(January 1, 2017 at 11:54 am)Astonished Wrote: This struck me as significant after I heard AronRa on youtube saying that for him, his faith vanished after hearing a preacher being disingenuous, with what amounted to a sentence fragment. I wonder how many people were able to be hoisted out of faith by a single spoken sentence by a theist who had no idea what they were doing?

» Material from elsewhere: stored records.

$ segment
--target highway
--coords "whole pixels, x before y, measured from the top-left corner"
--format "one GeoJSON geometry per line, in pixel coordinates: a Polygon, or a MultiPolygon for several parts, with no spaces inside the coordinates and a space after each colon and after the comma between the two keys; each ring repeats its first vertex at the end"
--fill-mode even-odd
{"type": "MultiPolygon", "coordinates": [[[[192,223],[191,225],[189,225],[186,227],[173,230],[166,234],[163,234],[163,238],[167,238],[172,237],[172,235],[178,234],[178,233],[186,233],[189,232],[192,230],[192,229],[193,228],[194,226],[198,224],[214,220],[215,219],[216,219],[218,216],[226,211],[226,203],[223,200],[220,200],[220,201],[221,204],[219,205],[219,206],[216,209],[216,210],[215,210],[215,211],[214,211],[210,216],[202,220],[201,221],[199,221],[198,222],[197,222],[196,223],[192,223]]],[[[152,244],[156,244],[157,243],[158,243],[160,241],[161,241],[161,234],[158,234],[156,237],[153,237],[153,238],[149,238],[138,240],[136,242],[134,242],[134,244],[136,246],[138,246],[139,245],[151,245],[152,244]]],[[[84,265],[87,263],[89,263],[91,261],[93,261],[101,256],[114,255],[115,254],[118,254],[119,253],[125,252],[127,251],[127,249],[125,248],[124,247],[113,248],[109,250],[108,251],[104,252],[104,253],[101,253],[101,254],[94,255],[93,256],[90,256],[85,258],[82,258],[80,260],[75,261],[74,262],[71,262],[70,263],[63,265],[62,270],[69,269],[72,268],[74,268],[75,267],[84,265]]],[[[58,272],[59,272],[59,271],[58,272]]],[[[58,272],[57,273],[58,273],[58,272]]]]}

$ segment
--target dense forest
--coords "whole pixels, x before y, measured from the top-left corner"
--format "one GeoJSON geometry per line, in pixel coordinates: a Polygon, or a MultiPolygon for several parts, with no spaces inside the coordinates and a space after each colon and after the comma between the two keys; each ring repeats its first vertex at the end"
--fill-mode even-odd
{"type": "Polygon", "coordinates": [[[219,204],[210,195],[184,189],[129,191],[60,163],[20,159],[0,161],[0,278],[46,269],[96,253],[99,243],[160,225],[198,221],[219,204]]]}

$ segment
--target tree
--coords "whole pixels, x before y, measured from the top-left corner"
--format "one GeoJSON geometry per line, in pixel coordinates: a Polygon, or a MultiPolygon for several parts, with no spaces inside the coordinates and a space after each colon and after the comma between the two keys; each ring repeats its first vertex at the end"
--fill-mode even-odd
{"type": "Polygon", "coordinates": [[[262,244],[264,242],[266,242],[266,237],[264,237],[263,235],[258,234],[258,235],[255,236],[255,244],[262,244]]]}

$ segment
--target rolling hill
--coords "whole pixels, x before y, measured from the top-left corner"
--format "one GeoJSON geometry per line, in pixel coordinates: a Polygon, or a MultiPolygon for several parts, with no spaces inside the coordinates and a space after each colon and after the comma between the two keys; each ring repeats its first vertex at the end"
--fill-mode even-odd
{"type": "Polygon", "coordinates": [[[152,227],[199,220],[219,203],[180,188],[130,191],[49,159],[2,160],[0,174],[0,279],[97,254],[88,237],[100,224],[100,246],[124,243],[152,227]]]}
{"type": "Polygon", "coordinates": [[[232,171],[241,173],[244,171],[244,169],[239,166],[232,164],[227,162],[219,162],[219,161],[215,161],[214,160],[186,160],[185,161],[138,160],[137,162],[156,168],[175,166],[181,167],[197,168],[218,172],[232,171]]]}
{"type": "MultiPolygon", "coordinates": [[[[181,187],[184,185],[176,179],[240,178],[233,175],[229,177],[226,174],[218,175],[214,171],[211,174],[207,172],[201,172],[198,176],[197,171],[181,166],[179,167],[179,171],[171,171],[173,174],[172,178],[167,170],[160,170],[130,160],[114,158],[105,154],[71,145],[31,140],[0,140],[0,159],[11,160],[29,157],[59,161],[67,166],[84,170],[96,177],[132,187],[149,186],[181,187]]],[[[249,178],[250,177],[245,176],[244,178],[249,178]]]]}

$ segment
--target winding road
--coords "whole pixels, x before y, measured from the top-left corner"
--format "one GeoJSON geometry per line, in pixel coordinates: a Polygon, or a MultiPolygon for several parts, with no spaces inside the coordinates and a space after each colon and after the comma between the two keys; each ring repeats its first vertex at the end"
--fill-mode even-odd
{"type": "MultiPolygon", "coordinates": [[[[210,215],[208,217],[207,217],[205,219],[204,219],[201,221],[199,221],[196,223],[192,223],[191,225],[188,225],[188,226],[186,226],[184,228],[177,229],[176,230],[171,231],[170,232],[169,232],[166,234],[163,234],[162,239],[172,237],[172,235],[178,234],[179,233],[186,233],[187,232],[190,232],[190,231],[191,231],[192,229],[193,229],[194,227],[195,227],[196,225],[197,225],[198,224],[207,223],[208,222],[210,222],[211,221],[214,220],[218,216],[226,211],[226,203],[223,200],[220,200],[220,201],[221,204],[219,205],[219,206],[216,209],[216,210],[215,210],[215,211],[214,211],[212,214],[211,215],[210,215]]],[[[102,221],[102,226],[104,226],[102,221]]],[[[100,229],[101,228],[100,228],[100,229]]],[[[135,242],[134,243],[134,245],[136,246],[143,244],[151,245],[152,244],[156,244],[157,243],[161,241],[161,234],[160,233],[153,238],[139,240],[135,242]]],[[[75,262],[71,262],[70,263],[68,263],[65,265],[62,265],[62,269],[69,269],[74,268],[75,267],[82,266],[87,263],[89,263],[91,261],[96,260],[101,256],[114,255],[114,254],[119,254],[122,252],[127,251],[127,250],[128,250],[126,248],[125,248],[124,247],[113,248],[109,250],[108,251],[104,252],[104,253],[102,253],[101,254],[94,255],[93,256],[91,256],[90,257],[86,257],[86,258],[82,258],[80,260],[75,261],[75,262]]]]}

For me it was my uncle. We were on our way out of a grocery store walking to his car to head home when I was about 10 or maybe a little younger. Somehow the conversation went in the direction of the world being dangerous, and I agreed that the world had a lot of evil people. My uncle managed to kill my faith brutally with what he said next: "We're all evil." Okay, first of all, you don't say that to a child, EVER. For any reason. That anyone, let alone an all-powerful, all-knowing, and all-loving god would view a child in such a way, was impossible even for my preadolescent brain. I spent a lot of years pretending and going through the motions but my addled zealot uncle knew not what he wrought.
Anyone else experience anything like this, where a single fraction of a paragraph was just so appalling, or shocking, or hurtful that there was no need for further reflection to reject their faith entirely?
Nothing in my past was hurtful enough to leave Catholicism at 13. A priest did get belligerent with me once but that was not as hurt. It was a challenge. One sentence did inspire me though :
"Imagine there's no heaven" of course the rest - "It's easy if you try , no hell below us, above us only sky".
God thinks it's fun to confuse primates. Larsen's God!